Post date: Jan 9, 2017 3:31:56 AM

Had long reasoning with a friend who's running a tech startup, about if it's better to connect from client directly to server's API or if API requests should pass via CDN. - That's a very good question. I'm afraid that there's no simple or right answer to that question. There are so many factors affecting the question. But here's my reasoning:

  • One project I've been developing provides JSON RESTful API. After long testing and experimenting I decided to pass the API traffic through Cloudflare CDN.
  • Main reason for that is DDoS protection and the fact that the API latency doesn't really matter. Because that API is low traffic and it's bot which call the API so there isn't even user waiting for instant interactive response.

Other factors which also affect this discussion are:

  • HTTP/2 (H2) - It depends from API usage, if it's utilizing H2 and efficiently using existing connections. If the API users are mostly bots and other backend systems, those can keep a few H2 connections open all the time and pass asynchronous traffic. In this case it's probable that CDN will make the performance worse.
  • Mobile Devices & Packet Loss - On mobile devices high latency and possible packet loss turns the table around. Now it's important that potential packet loss is detected quickly, and using CDN probably will make the end user experience better. It's also a great question how smart the CDN is. If the CDN does then maintain a few H2 connections to the source server and aggregates traffic from clients using this path, then the CDN can provide great benefit in over all latency and experience. But this is a extremely complex question and requires experimenting and fine tuning, a lot probably.
  • API response cacheability - Are the API calls / responses such that those can be cached? If so, CDN should provide great benefits. Let's say we have a service which gives you bitcoin exchange rate which is updated every minute or so. All the calls from clients to the API during that minute can get the cached response, that's great.
  • TLS / SSL - It's nice if the CDN can handle the TLS/SSL connection, which requires a few round trips at least with older implementations. I think the zero round trip implementation is coming, but it's only for repeated connections as well as clients which are smart enough to utilize it. Problem with these optimizations are that many of these are very complex. Which means that many won't be using those. It's like any other complex optimization, it's done, when it's absolutely required. Doing it from the very beginning can divert resources from more important things and is just a premature optimization. Of course using a suitable library can help, which handles all the complexity seamlessly.
  • DDoS protection - If you're trusting CDN for DDoS protection and don't want to reveal key subsystem IP addresses, then passing through CDN is great idea. Without CDN even if you would use load balancer outside the backend's address space, DDoS at least will take down the API even if rest of site would remain running.

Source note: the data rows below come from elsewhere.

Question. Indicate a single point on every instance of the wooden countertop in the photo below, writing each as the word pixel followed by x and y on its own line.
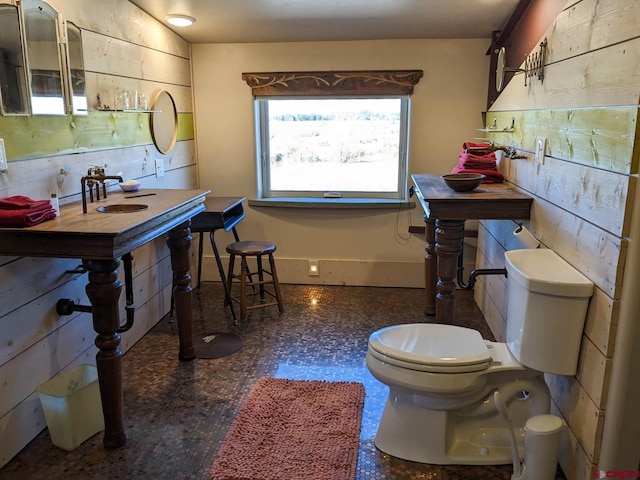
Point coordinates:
pixel 488 201
pixel 97 235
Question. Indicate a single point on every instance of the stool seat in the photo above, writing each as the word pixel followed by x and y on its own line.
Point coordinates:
pixel 257 249
pixel 251 247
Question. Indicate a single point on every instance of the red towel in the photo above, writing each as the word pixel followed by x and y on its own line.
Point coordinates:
pixel 477 148
pixel 468 160
pixel 21 211
pixel 491 176
pixel 20 202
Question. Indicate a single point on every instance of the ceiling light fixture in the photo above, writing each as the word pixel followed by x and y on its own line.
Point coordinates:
pixel 180 20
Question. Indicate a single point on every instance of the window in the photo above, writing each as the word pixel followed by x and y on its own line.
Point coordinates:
pixel 333 147
pixel 333 134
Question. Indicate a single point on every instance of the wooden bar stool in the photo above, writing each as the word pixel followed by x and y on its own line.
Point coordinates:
pixel 257 250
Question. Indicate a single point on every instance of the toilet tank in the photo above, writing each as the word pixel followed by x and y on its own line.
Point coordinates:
pixel 547 302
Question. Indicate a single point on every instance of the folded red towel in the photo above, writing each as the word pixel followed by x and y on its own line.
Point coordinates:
pixel 475 147
pixel 491 176
pixel 20 202
pixel 26 217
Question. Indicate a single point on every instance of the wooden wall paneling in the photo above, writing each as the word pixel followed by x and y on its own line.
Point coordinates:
pixel 599 137
pixel 107 85
pixel 596 253
pixel 117 57
pixel 43 136
pixel 43 360
pixel 26 420
pixel 594 373
pixel 38 318
pixel 130 23
pixel 586 26
pixel 603 77
pixel 20 426
pixel 29 278
pixel 37 177
pixel 602 321
pixel 598 196
pixel 581 414
pixel 148 315
pixel 572 457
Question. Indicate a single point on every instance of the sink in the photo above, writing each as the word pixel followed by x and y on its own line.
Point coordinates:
pixel 122 208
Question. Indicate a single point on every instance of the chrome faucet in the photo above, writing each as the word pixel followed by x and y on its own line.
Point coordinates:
pixel 95 178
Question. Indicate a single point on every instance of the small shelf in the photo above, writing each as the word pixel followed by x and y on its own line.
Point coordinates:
pixel 130 110
pixel 493 130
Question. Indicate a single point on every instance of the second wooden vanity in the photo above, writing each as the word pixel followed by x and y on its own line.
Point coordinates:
pixel 445 213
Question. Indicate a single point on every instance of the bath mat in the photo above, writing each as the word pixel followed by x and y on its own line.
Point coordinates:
pixel 293 430
pixel 216 345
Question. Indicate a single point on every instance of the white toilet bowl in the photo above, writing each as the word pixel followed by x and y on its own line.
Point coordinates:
pixel 440 406
pixel 442 378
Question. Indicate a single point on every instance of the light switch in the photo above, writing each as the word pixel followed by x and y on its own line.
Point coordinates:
pixel 159 167
pixel 3 157
pixel 541 144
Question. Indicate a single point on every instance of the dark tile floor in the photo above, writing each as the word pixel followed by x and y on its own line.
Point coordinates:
pixel 177 413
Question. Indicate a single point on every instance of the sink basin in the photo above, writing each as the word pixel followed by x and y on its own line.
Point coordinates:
pixel 122 208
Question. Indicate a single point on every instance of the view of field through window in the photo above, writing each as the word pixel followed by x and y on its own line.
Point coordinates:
pixel 334 144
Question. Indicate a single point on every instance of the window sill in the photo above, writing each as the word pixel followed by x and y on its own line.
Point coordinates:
pixel 304 202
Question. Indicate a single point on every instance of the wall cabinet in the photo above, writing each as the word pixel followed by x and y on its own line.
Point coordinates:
pixel 42 67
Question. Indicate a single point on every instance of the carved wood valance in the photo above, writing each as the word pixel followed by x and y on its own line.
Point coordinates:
pixel 364 82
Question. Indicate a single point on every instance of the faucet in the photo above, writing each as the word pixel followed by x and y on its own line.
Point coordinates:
pixel 93 179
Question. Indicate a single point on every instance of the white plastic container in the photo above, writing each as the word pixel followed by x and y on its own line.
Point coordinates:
pixel 542 435
pixel 72 406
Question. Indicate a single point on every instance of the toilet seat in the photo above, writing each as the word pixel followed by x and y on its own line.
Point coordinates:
pixel 432 348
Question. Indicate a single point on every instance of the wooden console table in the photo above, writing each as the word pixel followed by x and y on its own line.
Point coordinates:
pixel 100 240
pixel 445 213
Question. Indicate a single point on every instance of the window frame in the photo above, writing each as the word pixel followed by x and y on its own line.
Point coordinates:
pixel 263 157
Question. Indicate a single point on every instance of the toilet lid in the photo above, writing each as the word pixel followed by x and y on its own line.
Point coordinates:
pixel 437 345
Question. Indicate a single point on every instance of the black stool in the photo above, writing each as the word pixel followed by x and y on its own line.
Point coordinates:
pixel 222 213
pixel 253 249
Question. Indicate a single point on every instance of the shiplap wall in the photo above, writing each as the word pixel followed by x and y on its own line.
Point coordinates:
pixel 123 48
pixel 587 109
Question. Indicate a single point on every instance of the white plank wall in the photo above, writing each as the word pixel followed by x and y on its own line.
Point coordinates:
pixel 127 50
pixel 582 203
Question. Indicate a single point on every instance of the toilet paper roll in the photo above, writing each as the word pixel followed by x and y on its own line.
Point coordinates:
pixel 526 238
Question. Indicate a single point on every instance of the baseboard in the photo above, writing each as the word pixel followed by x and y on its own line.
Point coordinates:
pixel 336 272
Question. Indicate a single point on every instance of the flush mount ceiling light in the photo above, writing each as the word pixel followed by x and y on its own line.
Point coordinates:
pixel 180 20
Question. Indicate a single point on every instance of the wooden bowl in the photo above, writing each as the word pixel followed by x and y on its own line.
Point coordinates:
pixel 463 182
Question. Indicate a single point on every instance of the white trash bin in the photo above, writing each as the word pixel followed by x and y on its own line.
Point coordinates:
pixel 72 406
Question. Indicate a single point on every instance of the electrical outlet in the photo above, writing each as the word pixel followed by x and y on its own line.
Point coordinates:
pixel 314 268
pixel 3 157
pixel 159 167
pixel 541 144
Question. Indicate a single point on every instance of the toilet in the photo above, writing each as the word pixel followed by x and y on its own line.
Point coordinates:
pixel 442 378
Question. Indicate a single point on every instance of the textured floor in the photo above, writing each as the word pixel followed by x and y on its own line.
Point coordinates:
pixel 177 413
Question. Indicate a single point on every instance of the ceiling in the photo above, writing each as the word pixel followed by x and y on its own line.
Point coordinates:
pixel 262 21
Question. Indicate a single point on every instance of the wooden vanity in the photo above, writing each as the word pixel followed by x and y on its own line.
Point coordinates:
pixel 445 213
pixel 100 240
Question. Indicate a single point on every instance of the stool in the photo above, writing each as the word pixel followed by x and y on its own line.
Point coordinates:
pixel 253 249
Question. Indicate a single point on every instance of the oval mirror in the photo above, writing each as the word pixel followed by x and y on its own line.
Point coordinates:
pixel 164 122
pixel 502 54
pixel 14 96
pixel 44 58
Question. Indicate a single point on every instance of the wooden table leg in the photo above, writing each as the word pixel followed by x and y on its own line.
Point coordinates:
pixel 179 242
pixel 449 238
pixel 103 291
pixel 430 267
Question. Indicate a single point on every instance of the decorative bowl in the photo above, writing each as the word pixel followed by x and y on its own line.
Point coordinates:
pixel 463 182
pixel 130 185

Afaik, these are the most important key points we discussed, I'm sure there's plenty of other aspects. This is a deep topic.

Other stuff just gathered with this post:

  • Friends self-hosted email server had extensive down time. Yeah, that happens. That's one of the reasons why I actually stopped running my own mail server, even if I naturally could. But as we all know, it does break down just when you are unavailable to do anything about it, even if you normally could react swifly and get it fixed in no time, or even completely reinstalled in a few hours.
  • Some technology seems to go forward. But some won't. It seems that new washing machines got generally much louder electric engines than the old ones. It's kind of annoying.
  • Thunderbird, bad code, bad code. It seems that the IMAP message downloading code is broken. It hangs forever while fetching message from mail folder. I've been wondering why some messages are downloaded in real time, when I've got download option enabled. But the reason seems to be the fact that the downloader isn't working. I tried to look in configuration for downloader timeout, but there isn't such option. Great, just great. So message downloader will remain stuck, until Thunderbird is restarted. - Seems to confirm the software industry norm, broken software is the norm. If something actually works, it's rare exception. And you've probably been just very lucky.
  • Also noticed that this blog post entry is now over 4k bytes long. And being stored in two separate NTFS extents. Now when I save this file, with write amplification. It'll mean that at least 16 megabytes is written to the flash. Neat. No wonder it takes a while. No, size alone doesn't make it to be stored like that, but just on this file system and with this file and current allocation situation it seems to be split.